Now this service has taken on new urgency amid the rapid political and social change following the Taliban’s takeover. While the app has been downloaded only 5,000 times by people in Kabul and elsewhere — a tiny portion of the city’s millions of residents — the company says usage has surged in recent weeks.
“The main focus has been, obviously, providing reports that affect Afghans’ access to food, access to banks, access to movement,” Sara Wahedi, Ehtesab’s 26-year-old founder who is leading the team of Kabul staffers from New York while she completes degrees in human rights and data science at Columbia University, told CNN Business.
“We try to mitigate as much anxiety in day-to-day life as best as we can in the current situation,” she said. “The main problem I have is: How can I keep my team safe?”
An app for Kabul residents and beyond
Wahedi was born in Afghanistan but left with her family at the age of six, around the time the Taliban’s previous rule of Afghanistan was coming to an end. She moved to Europe and then settled in Canada under an asylum visa. In 2016, she took a break from her political science studies to return to Kabul, eventually spending more than a year working on social development policy in the office of former Afghan President Ashraf Ghani.
In May 2018, Wahedi was walking home from her job in downtown Kabul when she got stuck in the midst of several suicide bombings. She managed to make it home safely, but, she says, the next day there were sanitation problems, electricity outages and closed streets.
“I was really confused by the fact that there was no platform … where you could find verified, real-time information about what was going on in the city, especially a city which is consistently reeling with instability,” Wahedi siad. “It just seemed so odd to me that there was no structure. It wouldn’t cost much to implement something like that.”
The potential audience for such a service had grown, too. As of 2019, Afghanistan had nearly 10 million internet users and around 23 million cellphone users, with 89% of Afghans able to access telecommunication services, according to the latest available figures from the country’s Ministry of Communications and Information Technology.
By the end of 2018, she and three friends had begun work on Ehtesab. Three years later, the app now has a staff of around 20 people in Kabul, including developers, user experience designers and employees who work on vetting reports.
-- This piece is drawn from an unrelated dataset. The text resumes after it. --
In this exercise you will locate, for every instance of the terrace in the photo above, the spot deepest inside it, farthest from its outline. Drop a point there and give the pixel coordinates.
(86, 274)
Users submit reports through the app in one of five categories: security, traffic, electricity, corruption and other. The app instructs users to provide information, including location, a written description and a photo or video. Once verified by at least two sources, the app displays reports on a map of Kabul and adds updates as more information is available.
The future of Ehtesab
Since the Taliban took over Afghanistan, Ehtesab’s work has become not only more dangerous but also more challenging. The app previously was able to use local police records and information from government officials to help verify reports. It’s now become more reliant on news reports, foreign embassies and the United Nations, many of which have reduced their presence in Kabul in recent weeks. The team is also currently working to ensure that no reports sent in by users could be tracked by the Taliban.
Despite those difficulties, as well as concerns that the Taliban could crack down on the internet broadly as it did in the early 2000s, Wahedi said the team isn’t giving up.
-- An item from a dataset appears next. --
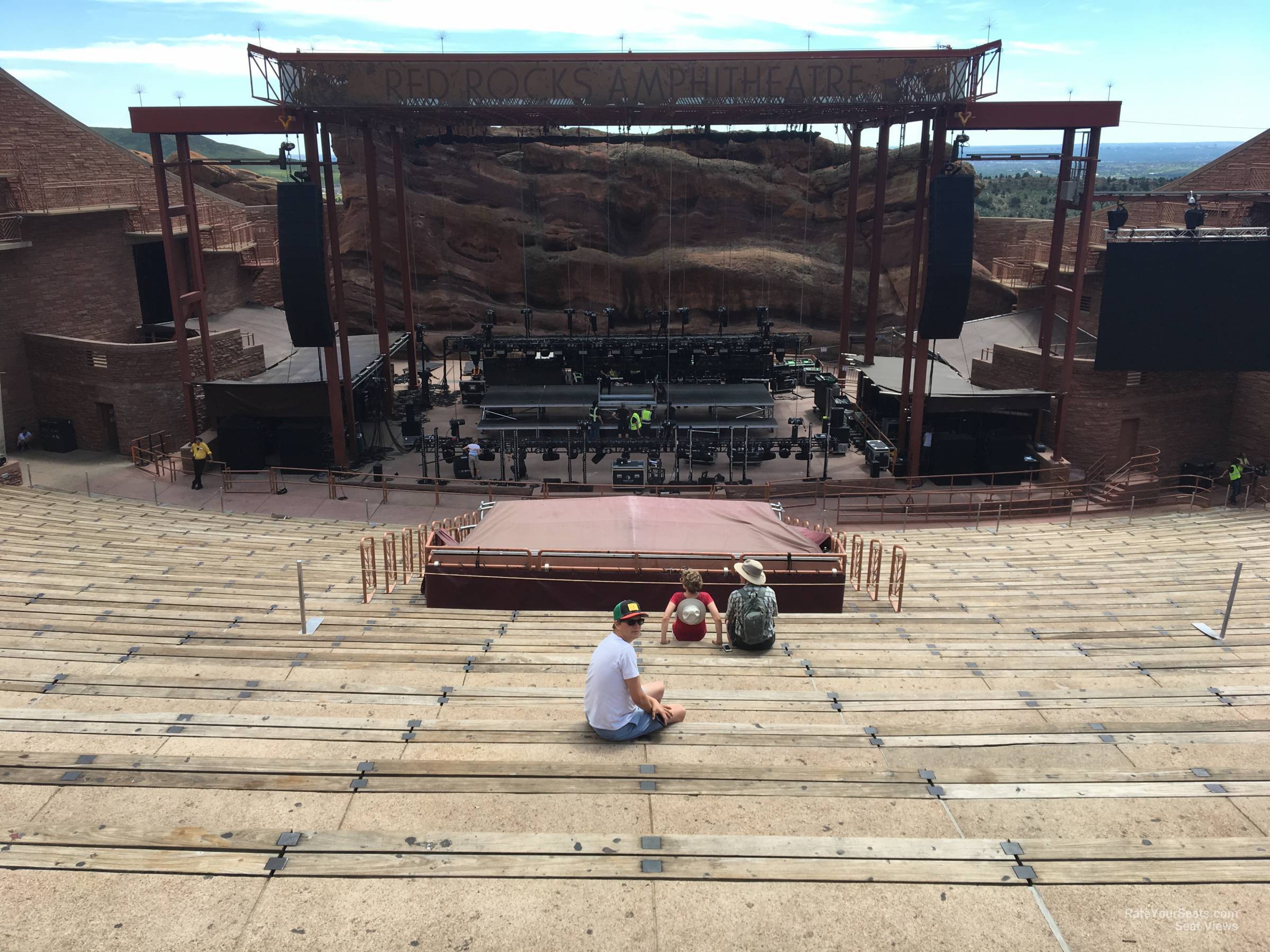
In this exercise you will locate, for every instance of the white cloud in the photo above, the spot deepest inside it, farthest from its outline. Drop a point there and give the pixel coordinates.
(214, 54)
(1018, 46)
(582, 18)
(32, 75)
“This is the one thing that keeps us going on a day-to-day basis is us knowing that we’re able to do something very directly to help,” she said. “[The team] said, ‘Until we can’t, until they shut down the internet, we’re going to keep doing this.’ And that’s what we’ve been doing.”
Ehtesab had planned to be operating in at least five more Afghan cities by December, but Wahedi said the Taliban’s return will likely set them back until next year. The company is also working to figure out how to help Ehtesab reach not just Afghan citizens with smartphones, but also those in rural areas with more basic devices and only 3G service.
In the meantime, Wahedi said the app could use the help of the international tech community, adding that the team is looking for expertise in areas like geofencing, location tracking and satellite services.
“We really need the best minds in tech to work with us and collaborate with us on how we can maximize the potential of this,” she said. “We do have a lot of Afghan talent, and there are a lot of Afghan companies who are doing great work. But unfortunately once the Taliban came in, everyone packed their bags and left.”